Village in Derbyshire, England

Holmewood is a village in the North East Derbyshire district of Derbyshire, England. Historically a coal mining village, it has close links to the villages of Heath, North Wingfield and Temple Normanton. It is in the civil parish of Heath and Holmewood.

The village of Holmewood was formed as a residence by The Williamthorpe Colliery Company from 1905 until 1970, when it closed due to the high cost of deep seam mining. The colliery was the main employer of the village and upon its closure, caused much unemployment within the area. As a consequence of the Margaret Thatcher Government in the late 1980s, plans were put in place to construct two large industrial estates to limit the high unemployment levels within the ex-colliery communities in the North Derbyshire Area.
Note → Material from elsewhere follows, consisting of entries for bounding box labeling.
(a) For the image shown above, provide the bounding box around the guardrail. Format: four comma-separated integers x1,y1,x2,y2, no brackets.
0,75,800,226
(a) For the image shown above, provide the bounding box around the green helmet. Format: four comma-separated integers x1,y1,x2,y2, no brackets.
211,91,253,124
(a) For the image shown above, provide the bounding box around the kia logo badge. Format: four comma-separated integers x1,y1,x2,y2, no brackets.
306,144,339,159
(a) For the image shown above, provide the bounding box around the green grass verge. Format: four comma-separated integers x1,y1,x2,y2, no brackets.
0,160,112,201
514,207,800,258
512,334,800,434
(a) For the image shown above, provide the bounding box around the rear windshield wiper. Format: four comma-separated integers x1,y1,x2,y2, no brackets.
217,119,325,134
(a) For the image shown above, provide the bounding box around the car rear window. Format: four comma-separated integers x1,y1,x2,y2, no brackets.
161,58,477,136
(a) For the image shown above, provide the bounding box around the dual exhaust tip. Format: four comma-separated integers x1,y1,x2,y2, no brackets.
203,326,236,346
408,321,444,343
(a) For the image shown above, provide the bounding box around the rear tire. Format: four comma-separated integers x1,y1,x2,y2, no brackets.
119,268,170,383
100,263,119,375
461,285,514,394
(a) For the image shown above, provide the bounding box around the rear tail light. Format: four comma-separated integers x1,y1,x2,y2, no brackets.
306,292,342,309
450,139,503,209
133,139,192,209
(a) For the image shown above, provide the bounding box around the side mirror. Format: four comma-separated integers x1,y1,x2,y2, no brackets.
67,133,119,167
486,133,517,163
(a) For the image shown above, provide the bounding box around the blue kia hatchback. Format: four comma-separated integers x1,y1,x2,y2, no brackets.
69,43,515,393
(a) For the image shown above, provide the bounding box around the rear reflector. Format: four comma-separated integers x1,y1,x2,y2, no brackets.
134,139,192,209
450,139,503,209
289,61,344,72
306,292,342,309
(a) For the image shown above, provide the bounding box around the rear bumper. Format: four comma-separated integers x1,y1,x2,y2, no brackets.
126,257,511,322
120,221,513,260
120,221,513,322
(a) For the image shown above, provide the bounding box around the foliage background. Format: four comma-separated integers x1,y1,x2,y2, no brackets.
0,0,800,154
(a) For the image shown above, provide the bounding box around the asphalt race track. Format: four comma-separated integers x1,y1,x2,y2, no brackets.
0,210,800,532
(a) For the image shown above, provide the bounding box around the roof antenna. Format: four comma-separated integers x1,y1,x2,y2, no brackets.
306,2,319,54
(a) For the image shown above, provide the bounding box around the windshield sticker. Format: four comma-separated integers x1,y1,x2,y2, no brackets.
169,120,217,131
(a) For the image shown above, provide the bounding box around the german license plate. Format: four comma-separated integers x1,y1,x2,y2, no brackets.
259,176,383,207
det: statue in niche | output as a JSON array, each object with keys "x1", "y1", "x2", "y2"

This industrial estate has now expanded to cover a much larger area and is known as the 'Holmewood Enterprise Zone'. Due to EU Government incentives, the site attracts high levels of investment from national-level companies.

There is a countryside park on the site, which is known as the Five Pits Trail, which links the five villages around Holmewood. The area contains several ponds that, once heavily polluted, are now havens for wildlife and are popular with anglers and birdwatchers.

The village has many small shops, a Working men's club, churches and a public library.
The local football team is Holmewood Park Rangers.